Tra le tante fosche notizie che ci stanno introducendo al terribile autunno in arrivo, la più tragica è quella che riporta oggi in prima pagina La Stampa: secondo l’Istat l’Italia è ultima per produttività, negli ultimi dieci anni è cresciuta meno che in tutti gli altri 27 Paesi dell’Unione eurpoea.
Notizia tragica perchè assolve perfino quei nostri imprenditori cafoni che, invece di investire in azienda, comprano panfili o vanno a lezione di golf. Non si può infatti pretendere che qualcuno, italiano o straniero che sia, venga ad investire dove non si guadagna invece che dove si guadagna. C’è sicuramente anche un’etica del lavoro (senso del dovere civico verso il proprio Paese, l’opposto del panfilo…) ma la molla è e resta l’opportunità del guadagno, perchè l’impresa non è la San Vincenzo. E nessuno di noi è talmente “patriottico” da andare a bere il caffè dove fa schifo e costa il doppio.
Questo è il nostro Paese: un bar dove il caffè è cattivo e costa troppo, con conseguenze disastrose sia per il guadagno del datore di lavoro che per lo stipendio del lavoratore che per i posti di lavoro.
Le ragioni per cui siamo il fanalino di coda della produttività sono molteplici: la tassazione troppo elevata, la burocrazia che soffoca e taglieggia inutilmente, la giustizia civile desaparecida. Però non possiamo fingere che non pesi moltissimo anche la cultura del posto fisso, la mentalità da art.18 che si è ormai consolidata tanto nel pubblico quanto nel privato.

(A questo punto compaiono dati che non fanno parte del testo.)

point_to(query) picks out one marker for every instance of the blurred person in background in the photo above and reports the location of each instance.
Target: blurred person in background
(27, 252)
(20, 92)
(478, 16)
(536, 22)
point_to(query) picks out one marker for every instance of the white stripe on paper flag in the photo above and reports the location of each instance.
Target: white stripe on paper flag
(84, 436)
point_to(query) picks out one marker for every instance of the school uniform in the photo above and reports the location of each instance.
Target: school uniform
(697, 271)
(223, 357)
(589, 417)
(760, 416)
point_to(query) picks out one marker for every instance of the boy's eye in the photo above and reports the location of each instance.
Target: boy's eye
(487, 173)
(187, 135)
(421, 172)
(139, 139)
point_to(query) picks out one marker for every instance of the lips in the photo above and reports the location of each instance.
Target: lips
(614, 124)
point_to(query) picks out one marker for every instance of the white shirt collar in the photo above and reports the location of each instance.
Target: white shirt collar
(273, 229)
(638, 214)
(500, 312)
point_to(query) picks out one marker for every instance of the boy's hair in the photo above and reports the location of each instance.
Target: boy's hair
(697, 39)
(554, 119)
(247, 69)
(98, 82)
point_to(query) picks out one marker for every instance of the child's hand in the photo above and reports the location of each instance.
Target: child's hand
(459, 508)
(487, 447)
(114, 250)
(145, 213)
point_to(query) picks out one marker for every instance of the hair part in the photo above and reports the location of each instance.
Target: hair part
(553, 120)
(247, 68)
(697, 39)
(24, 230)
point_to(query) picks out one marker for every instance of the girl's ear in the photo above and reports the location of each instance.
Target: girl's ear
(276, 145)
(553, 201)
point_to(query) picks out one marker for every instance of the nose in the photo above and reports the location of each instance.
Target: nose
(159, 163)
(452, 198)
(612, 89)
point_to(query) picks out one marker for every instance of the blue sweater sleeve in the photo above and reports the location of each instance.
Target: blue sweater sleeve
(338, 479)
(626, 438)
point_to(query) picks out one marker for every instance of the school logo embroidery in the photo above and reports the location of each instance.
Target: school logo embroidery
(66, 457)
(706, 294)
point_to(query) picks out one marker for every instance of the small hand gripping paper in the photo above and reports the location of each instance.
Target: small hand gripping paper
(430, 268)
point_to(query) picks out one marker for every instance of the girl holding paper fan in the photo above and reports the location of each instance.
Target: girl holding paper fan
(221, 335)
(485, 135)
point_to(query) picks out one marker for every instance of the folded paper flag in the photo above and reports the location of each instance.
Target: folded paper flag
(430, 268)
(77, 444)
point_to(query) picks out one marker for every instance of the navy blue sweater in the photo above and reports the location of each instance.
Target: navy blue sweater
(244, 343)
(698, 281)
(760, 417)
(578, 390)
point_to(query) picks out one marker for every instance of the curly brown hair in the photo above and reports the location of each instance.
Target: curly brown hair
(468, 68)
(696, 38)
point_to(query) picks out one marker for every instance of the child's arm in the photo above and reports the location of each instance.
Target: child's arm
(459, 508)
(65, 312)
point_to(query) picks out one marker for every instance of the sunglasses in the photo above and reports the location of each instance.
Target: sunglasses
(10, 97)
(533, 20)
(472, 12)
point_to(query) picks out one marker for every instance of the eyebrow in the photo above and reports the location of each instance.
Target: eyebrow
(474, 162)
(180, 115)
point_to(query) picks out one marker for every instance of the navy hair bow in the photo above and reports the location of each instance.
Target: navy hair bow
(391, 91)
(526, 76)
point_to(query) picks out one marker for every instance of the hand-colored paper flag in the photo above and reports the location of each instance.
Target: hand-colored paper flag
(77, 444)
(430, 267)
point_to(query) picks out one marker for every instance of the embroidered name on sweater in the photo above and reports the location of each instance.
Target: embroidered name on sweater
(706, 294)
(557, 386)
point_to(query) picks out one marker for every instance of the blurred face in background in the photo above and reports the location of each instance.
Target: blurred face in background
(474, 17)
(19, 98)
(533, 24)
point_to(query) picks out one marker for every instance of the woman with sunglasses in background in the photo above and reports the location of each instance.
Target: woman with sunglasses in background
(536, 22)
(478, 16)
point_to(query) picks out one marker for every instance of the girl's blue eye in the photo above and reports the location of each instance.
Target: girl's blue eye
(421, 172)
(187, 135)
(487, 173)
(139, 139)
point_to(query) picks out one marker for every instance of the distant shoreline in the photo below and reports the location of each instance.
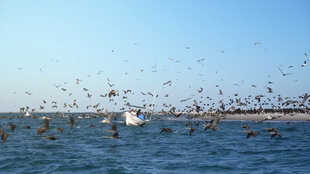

Non c’è giornalista nel mondo anglosassone che non abbia un contratto a termine, che periodicamente viene rinnovato o meno, incrementato o ridotto nella retribuzione, a seconda della produttività dimostrata.
Perchè mai dovrebbe essere produttivo un docente italiano quando sa che – una volta in cattedra – si impegni oppure no nella didassi e nell’aggiornamento, avrà la progressione di stipendio e nessuno potrà comunque licenziarlo fino alla pensione. Non si esclude, ovviamente, il senso del dovere e l’amore per l’insegnamento del singolo, ma il sistema del posto fisso a prescindere è un autentica istigazione al fancazzismo.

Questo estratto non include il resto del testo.